Let’s get back to Toews and Okposo, the uncommitted big-time forwards who, throughout the weekend, came up big.
Okposo, a 6’0”, 195 lb. ’88-born RW, started out with a bang in Thursday’s 7-0 pasting of the Pittsburgh Hornets, notching a hat trick. On one goal he burst in from the left faceoff circle and put an eye-popping move on the goalie. Okposo is physical, sees the ice, can make a pass, and can finish. His shot is powerful and his ten goals in six games here were twice as many as any other player in the tournament. He plays with passion and power, and is extremely dynamic. On the power play, he plays the left point, and will drift down low to convert a pass. His competitive instincts come naturally. His dad played on the Nigerian national soccer team, went to the University of Minnesota and is a chemist. The younger Okposo is a good student, and could possibly accelerate, which would put him in school next fall. Michigan, Minnesota, Wisconsin, and Harvard are all pushing hard for him. He’s a special player, and the school fortunate enough to get him will have a star.
Toews is a 6’1”, 180 lb. ’88-born left-shot center.

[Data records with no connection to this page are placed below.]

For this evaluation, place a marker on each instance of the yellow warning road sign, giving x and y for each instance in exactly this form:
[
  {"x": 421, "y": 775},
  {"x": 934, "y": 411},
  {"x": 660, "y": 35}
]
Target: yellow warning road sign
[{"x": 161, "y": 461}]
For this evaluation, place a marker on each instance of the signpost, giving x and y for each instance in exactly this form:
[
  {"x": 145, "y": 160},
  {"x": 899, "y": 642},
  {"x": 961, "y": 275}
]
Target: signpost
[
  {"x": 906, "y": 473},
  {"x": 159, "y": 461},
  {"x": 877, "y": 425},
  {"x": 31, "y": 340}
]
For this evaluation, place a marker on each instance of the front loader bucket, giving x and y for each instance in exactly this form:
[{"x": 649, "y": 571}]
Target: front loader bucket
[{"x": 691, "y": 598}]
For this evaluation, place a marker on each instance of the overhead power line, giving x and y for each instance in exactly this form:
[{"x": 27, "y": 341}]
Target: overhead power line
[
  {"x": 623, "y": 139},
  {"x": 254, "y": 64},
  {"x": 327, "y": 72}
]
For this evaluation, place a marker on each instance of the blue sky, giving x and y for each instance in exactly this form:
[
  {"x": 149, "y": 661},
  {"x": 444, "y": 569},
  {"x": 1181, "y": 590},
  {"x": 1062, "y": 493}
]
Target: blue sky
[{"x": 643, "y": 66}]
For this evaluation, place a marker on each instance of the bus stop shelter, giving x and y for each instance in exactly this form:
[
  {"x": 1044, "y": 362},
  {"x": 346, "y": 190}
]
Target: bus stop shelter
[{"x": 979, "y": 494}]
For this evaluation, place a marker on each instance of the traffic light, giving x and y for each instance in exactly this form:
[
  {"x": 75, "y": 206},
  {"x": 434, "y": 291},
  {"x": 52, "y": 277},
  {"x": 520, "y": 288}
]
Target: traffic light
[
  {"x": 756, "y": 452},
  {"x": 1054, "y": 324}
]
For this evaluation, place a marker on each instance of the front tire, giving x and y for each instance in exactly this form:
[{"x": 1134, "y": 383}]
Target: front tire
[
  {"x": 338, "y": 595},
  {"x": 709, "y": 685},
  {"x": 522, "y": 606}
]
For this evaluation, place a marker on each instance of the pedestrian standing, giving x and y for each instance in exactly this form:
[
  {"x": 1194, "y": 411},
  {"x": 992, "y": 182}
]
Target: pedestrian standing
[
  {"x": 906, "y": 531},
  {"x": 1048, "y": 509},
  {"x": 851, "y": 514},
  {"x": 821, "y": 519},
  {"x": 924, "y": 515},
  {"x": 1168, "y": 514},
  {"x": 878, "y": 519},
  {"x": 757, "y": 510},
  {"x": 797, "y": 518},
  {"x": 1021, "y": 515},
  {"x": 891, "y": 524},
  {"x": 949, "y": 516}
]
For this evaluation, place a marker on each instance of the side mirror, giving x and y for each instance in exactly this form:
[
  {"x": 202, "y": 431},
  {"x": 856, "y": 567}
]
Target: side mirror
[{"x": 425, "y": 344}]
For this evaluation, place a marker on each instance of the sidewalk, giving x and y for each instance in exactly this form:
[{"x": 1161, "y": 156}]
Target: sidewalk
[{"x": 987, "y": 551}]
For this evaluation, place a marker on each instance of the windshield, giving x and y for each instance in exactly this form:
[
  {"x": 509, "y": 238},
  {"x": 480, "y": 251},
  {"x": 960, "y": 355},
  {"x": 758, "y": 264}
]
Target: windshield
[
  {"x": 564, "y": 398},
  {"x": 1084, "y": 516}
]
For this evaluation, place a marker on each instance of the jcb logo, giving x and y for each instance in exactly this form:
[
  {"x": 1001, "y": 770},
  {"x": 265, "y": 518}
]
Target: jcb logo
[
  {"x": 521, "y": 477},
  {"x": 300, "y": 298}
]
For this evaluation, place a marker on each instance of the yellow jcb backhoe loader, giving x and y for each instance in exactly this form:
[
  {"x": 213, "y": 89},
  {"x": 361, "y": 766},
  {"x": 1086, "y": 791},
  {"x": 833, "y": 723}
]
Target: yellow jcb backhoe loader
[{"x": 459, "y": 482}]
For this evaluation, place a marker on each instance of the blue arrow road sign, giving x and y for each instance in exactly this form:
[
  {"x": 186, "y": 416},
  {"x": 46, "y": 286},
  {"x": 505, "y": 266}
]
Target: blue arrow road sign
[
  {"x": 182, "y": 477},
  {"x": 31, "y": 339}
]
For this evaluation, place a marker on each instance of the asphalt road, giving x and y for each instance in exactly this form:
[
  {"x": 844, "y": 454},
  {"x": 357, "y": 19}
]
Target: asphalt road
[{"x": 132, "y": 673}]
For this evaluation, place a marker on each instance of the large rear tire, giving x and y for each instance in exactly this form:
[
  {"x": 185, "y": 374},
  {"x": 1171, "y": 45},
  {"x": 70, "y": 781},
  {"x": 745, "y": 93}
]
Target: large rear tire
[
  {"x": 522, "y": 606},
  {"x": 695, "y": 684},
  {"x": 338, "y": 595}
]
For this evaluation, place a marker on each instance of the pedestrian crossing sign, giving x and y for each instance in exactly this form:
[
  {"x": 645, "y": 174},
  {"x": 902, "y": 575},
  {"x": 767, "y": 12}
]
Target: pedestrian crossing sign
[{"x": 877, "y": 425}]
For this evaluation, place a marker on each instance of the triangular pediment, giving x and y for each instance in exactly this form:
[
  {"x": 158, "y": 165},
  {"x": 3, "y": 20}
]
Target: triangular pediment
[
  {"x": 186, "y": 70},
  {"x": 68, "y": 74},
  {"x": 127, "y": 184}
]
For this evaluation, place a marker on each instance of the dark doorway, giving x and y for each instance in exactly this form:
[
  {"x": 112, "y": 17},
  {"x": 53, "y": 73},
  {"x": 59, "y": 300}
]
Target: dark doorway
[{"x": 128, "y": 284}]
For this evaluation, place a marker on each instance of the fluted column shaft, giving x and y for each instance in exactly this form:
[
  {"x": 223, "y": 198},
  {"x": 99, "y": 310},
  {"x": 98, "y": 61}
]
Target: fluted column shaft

A smooth skater who swoops around the offensive zone like a California condor, the Winnipeg native has soft hands and can carry the puck like it’s glued to his stick. His shot is excellent, too. On Saturday, he scored a goal against the Alaska All-Stars which was a thing of beauty, zipping into the top corner to the goalie’s stick side. No one could have stopped it. Toews was drafted #1 overall by the Tri-City Americans in the 2003 WHL Bantam Draft and may – or may not -- take that route. As for college, the only school that gets mentioned is North Dakota. He’s playing his decision pretty close to the vest.
Toews and Okposo are both April ’88 birthdates and should go very high in the 2006 NHL draft. Ditto for Dowzak.
Esposito is an early top candidate for the 2007 draft. An ’89 left-shot right wing from Montreal, the junior could be filling Toews’ role next season. At 6’1” and170 lbs., Esposito has size, speed, acceleration, and great hands. But he’s also only 15 years old and the youngest player on the team. He didn’t produce much at Marquette, scoring only one goal all weekend – and this on a team that lit the lamp three dozen times. Esposito had no assists either, finishing the six games here with just one point. But make no mistake about it: he has a ton of ability and projects better than any other ’89 forward we’ve seen. Now, he just has to go out and do it. A smooth, strong skater, Esposito (no relation to Phil, by the way) has an extra gear he uses to go wide on d-men. He should progress rapidly as he gets comfortable and finds his place on the team, plus he has a highly experienced coach in Tom Ward. Watching him progress promises to be a treat. Esposito had only one point in the six games here, and that was the final one in yesterday’s blowout. BU was out watching him again a couple of weekends ago.
Esposito’s center, Tony Mosey, a 5’10”, 175 lb. ’88 from Prior Lake, Minn., is skilled, too, and finished the weekend with six points. We’d like to see a little more jam, a presence in his game. He’s an 11th grader and should contribute on the NCAA level.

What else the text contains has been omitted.